Sponsor

New Release Review - THE COLONY

A pair of lovers attempt to escape from a religious cult.





Review by Eric Hillis (@hilliseric)

Directed by: Florian Gallenberger

Starring: Emma Watson, Daniel Bruhl, Michael Nykvist, Richenda Carey



The Colony treats its disturbing subject matter in such a superficial manner it often resembles a Women in Prison exploitation movie, albeit one in which none of the inmates ever take a shower. We learn nothing about the real Colonia Dignidad here, and we're left to fill in blanks throughout.



Released under the title Colonia for its US release earlier this year, The Colony takes as its backdrop the military coup that installed the notorious General Pinochet as leader of Chile in 1973, and the religious cult compound Colonia Dignidad ('Dignity Colony'), set up by German immigrants and used by the Pinochet regime as a secret centre for the torture and detention of the regime's enemies.



The Colony focusses on German airline stewardess Lena (Emma Watson) and her activist boyfriend Daniel (Daniel Bruhl). The two are enjoying a few romantic days in Santiago when Pinochet's coup breaks out and they are arrested by soldiers. Daniel is taken away to Dignidad where he is subjected to electro-shock treatment while questioned about his anti-Pinochet activities, but he refuses to talk, feigning mental illness as a result of his treatment in order to sneak around the compound without arousing suspicion. When Lena learns of his whereabouts, she willingly enters the compound and sets about freeing herself and Daniel.

Director Florian Gallenberger's film may be set in a real time and place, but The Colony is little more than an exploitative prison break movie, not unlike something Roger Corman would have produced for the drive-in market back in the day, but a lot less fun. The cult leader, Paul Schafer (Michael Nyqvist), and his right hand woman, Gisela (Richenda Carey), are a pair of cartoon villains, never fleshed out or developed in any way that makes them resemble real people. Lena is subjected to varying degrees of abuse at the hands of both, but still manages to look like Emma Watson on the set of a Vanity Fair shoot. Daniel gets beaten so badly by his interrogators that a doctor remarks how he "may never look human again", but a couple of weeks later his boyish good looks have miraculously returned. It's impossible to believe Schafer wouldn't immediately know what they're both up to.




The Colony treats its disturbing subject matter in such a superficial manner it often resembles a Women in Prison exploitation movie, albeit one in which none of the inmates ever take a shower. We learn nothing about the real Colonia Dignidad here, and we're left to fill in blanks throughout. None of the residents ever give a plausible explanation as to why they live under such harsh conditions. Women are subjected to emotional, psychological and physical abuse, which all the men seem to happy to take part in, with no motivation offered for such bizarre compliance. Lena's behaviour is far from credible. For a start, why does she enter the colony rather than informing the German authorities that one of their citizens is being held illegally? Later she puts herself willingly in a position she knows will result in her being abused and likely killed. The biggest questions arise over the odd alliance between Colonia Dignidad and Pinochet's regime, as the movie offers us no clues as to why the latter would seek the aid of an obscure religious cult.

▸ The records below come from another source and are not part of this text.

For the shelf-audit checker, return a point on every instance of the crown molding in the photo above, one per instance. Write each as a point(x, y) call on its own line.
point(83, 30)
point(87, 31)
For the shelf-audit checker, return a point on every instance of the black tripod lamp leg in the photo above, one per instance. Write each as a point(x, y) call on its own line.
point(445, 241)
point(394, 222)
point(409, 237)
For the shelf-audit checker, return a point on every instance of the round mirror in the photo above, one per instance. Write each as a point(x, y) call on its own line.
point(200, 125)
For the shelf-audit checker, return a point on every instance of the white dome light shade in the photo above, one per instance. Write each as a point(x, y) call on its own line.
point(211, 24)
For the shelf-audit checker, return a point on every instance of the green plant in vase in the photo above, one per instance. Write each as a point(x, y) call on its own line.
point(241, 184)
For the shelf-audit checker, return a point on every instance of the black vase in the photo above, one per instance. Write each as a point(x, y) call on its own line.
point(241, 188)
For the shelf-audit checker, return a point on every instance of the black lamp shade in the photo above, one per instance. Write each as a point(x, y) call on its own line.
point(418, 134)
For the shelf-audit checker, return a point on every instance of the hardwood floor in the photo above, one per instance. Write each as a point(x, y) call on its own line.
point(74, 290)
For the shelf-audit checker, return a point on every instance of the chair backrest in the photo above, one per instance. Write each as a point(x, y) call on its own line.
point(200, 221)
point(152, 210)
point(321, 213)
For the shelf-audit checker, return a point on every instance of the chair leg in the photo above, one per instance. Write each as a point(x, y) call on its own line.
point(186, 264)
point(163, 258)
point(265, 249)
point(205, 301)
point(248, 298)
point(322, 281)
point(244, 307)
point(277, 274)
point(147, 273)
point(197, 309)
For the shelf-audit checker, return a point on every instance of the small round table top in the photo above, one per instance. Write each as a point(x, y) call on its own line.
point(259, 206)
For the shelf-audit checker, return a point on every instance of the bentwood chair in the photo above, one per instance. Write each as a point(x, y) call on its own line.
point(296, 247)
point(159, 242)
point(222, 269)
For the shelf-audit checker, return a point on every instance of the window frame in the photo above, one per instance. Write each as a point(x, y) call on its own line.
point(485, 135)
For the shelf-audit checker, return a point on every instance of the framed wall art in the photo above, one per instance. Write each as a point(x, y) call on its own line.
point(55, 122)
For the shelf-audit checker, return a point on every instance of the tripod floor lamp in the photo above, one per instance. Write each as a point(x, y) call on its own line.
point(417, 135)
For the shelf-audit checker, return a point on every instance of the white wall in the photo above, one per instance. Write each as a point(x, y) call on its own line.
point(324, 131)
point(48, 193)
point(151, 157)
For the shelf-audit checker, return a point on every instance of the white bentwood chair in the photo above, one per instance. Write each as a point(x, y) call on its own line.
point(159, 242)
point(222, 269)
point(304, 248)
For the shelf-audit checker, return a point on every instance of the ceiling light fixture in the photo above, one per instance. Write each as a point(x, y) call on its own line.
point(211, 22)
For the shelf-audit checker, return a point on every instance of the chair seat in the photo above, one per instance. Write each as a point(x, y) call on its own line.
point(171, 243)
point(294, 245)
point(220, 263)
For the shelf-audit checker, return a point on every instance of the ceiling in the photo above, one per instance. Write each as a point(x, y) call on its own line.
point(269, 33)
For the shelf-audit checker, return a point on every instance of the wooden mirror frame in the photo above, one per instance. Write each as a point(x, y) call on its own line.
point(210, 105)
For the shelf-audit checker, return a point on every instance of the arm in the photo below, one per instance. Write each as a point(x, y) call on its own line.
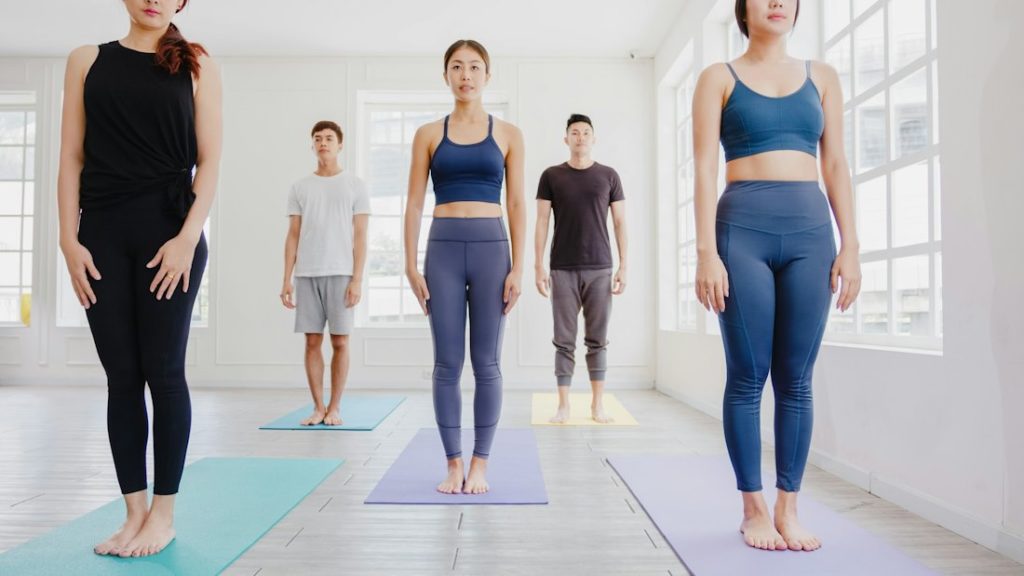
point(543, 281)
point(418, 173)
point(836, 174)
point(712, 283)
point(291, 249)
point(175, 256)
point(517, 215)
point(359, 224)
point(619, 220)
point(79, 260)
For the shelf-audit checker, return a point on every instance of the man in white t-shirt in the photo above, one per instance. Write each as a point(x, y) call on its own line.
point(326, 250)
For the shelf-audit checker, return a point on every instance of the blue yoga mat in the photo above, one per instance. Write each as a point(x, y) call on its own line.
point(694, 504)
point(224, 506)
point(357, 413)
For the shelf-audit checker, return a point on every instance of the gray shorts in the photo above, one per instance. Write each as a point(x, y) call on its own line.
point(320, 300)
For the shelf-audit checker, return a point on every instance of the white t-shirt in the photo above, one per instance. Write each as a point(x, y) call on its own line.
point(327, 205)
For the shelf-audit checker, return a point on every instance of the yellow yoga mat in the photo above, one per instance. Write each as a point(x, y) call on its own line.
point(545, 406)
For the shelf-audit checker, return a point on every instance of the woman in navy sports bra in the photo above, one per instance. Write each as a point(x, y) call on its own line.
point(767, 260)
point(467, 155)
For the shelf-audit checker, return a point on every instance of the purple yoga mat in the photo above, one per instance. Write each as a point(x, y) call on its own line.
point(694, 504)
point(513, 471)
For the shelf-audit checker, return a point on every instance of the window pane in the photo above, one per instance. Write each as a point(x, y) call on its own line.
point(872, 222)
point(873, 300)
point(868, 40)
point(839, 57)
point(12, 127)
point(837, 16)
point(10, 199)
point(10, 163)
point(911, 295)
point(871, 133)
point(909, 106)
point(10, 269)
point(910, 205)
point(10, 304)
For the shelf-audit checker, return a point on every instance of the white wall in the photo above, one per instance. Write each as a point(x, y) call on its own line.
point(940, 435)
point(268, 108)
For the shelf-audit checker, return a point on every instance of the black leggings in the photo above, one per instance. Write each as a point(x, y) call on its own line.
point(140, 339)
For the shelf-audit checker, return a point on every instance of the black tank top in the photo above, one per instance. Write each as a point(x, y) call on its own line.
point(139, 130)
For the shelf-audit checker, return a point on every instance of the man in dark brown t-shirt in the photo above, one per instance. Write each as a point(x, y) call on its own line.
point(581, 192)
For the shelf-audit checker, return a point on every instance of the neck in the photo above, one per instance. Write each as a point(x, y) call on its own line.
point(469, 111)
point(581, 161)
point(142, 39)
point(767, 49)
point(329, 168)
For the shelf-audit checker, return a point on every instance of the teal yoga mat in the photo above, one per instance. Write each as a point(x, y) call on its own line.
point(224, 506)
point(357, 413)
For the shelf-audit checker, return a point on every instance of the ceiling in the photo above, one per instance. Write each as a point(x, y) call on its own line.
point(321, 28)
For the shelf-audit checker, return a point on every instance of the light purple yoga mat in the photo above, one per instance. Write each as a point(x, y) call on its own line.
point(694, 504)
point(513, 471)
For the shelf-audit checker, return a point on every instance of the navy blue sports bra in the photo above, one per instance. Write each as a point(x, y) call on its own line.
point(468, 172)
point(753, 123)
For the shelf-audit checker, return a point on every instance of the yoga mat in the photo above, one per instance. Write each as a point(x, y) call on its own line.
point(224, 506)
point(694, 504)
point(545, 406)
point(357, 413)
point(513, 471)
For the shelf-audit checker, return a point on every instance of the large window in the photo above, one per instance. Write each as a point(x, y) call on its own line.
point(885, 52)
point(17, 158)
point(388, 123)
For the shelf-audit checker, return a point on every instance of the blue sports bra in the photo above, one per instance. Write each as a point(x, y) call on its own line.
point(468, 172)
point(753, 123)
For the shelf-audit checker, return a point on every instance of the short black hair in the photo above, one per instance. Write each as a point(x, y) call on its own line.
point(578, 118)
point(741, 16)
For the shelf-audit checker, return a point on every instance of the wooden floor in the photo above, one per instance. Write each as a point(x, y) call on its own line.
point(55, 466)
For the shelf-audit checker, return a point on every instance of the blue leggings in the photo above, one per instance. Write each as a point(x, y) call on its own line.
point(775, 239)
point(467, 262)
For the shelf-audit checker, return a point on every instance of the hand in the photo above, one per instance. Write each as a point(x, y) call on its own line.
point(543, 282)
point(619, 282)
point(513, 287)
point(712, 284)
point(354, 292)
point(80, 268)
point(174, 258)
point(288, 294)
point(419, 286)
point(846, 266)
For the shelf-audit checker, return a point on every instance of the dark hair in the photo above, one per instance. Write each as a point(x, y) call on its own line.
point(578, 118)
point(327, 125)
point(175, 53)
point(741, 16)
point(472, 45)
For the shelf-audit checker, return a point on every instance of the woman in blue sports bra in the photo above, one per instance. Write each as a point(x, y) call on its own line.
point(467, 155)
point(767, 260)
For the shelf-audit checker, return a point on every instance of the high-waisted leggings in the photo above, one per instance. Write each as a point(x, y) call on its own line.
point(140, 339)
point(466, 265)
point(775, 239)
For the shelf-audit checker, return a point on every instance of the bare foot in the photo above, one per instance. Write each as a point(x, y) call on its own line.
point(561, 416)
point(597, 412)
point(315, 418)
point(332, 418)
point(759, 532)
point(796, 536)
point(156, 534)
point(476, 482)
point(453, 484)
point(120, 539)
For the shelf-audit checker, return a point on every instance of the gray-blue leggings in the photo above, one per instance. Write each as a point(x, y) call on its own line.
point(467, 263)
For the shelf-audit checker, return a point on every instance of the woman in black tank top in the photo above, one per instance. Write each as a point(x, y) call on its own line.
point(140, 116)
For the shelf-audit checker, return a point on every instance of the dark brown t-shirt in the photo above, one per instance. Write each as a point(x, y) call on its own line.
point(581, 200)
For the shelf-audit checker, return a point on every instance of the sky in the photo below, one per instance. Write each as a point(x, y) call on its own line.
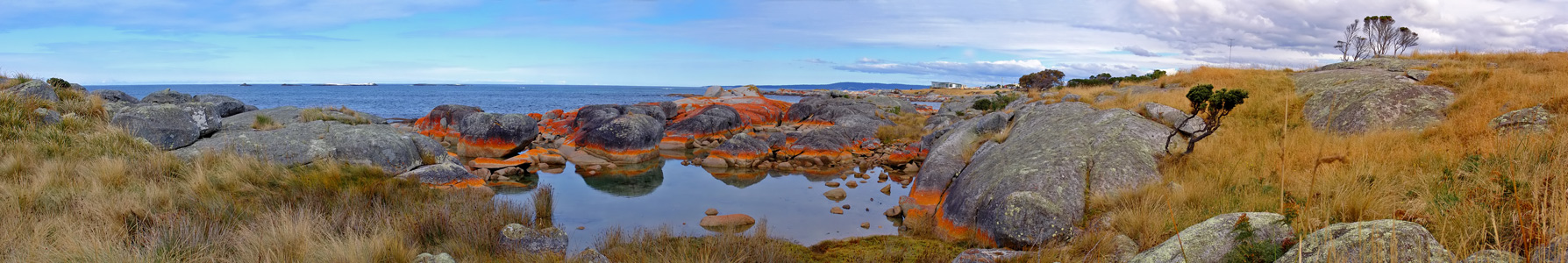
point(696, 43)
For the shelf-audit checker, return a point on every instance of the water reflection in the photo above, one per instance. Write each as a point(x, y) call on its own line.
point(629, 181)
point(673, 195)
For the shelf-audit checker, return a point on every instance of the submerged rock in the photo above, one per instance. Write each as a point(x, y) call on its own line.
point(1386, 240)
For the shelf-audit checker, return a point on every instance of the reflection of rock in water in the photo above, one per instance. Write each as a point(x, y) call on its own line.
point(629, 181)
point(738, 177)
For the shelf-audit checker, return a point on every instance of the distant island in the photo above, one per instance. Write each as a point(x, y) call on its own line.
point(843, 87)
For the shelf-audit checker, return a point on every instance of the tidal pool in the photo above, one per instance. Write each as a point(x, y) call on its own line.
point(666, 193)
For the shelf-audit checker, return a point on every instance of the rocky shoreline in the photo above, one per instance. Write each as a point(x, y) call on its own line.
point(976, 175)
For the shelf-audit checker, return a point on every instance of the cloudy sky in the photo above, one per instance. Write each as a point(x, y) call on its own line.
point(680, 43)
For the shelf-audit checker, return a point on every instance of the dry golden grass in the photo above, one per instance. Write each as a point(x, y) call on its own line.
point(1456, 177)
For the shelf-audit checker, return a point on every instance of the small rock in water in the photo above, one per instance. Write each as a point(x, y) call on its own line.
point(836, 195)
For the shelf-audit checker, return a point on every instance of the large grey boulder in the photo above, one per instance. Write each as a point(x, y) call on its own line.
point(951, 149)
point(1386, 240)
point(495, 135)
point(1032, 187)
point(1492, 255)
point(383, 146)
point(1355, 101)
point(1534, 119)
point(1215, 237)
point(1172, 117)
point(527, 240)
point(37, 89)
point(110, 96)
point(223, 105)
point(168, 125)
point(284, 117)
point(439, 174)
point(168, 96)
point(1554, 251)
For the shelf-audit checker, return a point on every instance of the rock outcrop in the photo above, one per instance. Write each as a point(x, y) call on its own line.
point(1032, 187)
point(1363, 96)
point(37, 89)
point(527, 240)
point(110, 96)
point(1215, 237)
point(1534, 119)
point(223, 105)
point(381, 146)
point(615, 133)
point(1386, 240)
point(168, 125)
point(495, 135)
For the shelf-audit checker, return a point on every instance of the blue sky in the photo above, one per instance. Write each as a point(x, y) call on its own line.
point(678, 43)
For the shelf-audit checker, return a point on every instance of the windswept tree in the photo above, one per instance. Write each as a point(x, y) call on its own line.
point(1374, 36)
point(1042, 80)
point(1211, 107)
point(1405, 41)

It's all too clear that the film suffers from its attempts to seduce an international audience. Had this been a German language production, it likely would have been able to spend more time painting a realistic portrait of its subject, rather than shoehorning in a Hollywood style romantic thriller plot. It's also highly distracting that Watson speaks with her own English accent while playing a German (I presumed she was playing an Englishwoman until well into the third act), unlike the rest of the cast who are predominantly from that nation, or at least make some effort to convince us of such. There's definitely a film to be made of this fascinating subject, but it will require a lot more subtlety and nuance than what's offered here, and will probably take a filmmaker from Chile to do it justice. Pablo Larrain, we're looking at you.

Extras:

Alongside its UK cinema release on July 1st, the film will be available to stream from We Are Colony, who offer a package of bonus content featuring b-roll footage, a short interview with Watson, production notes and cast and crew profiles.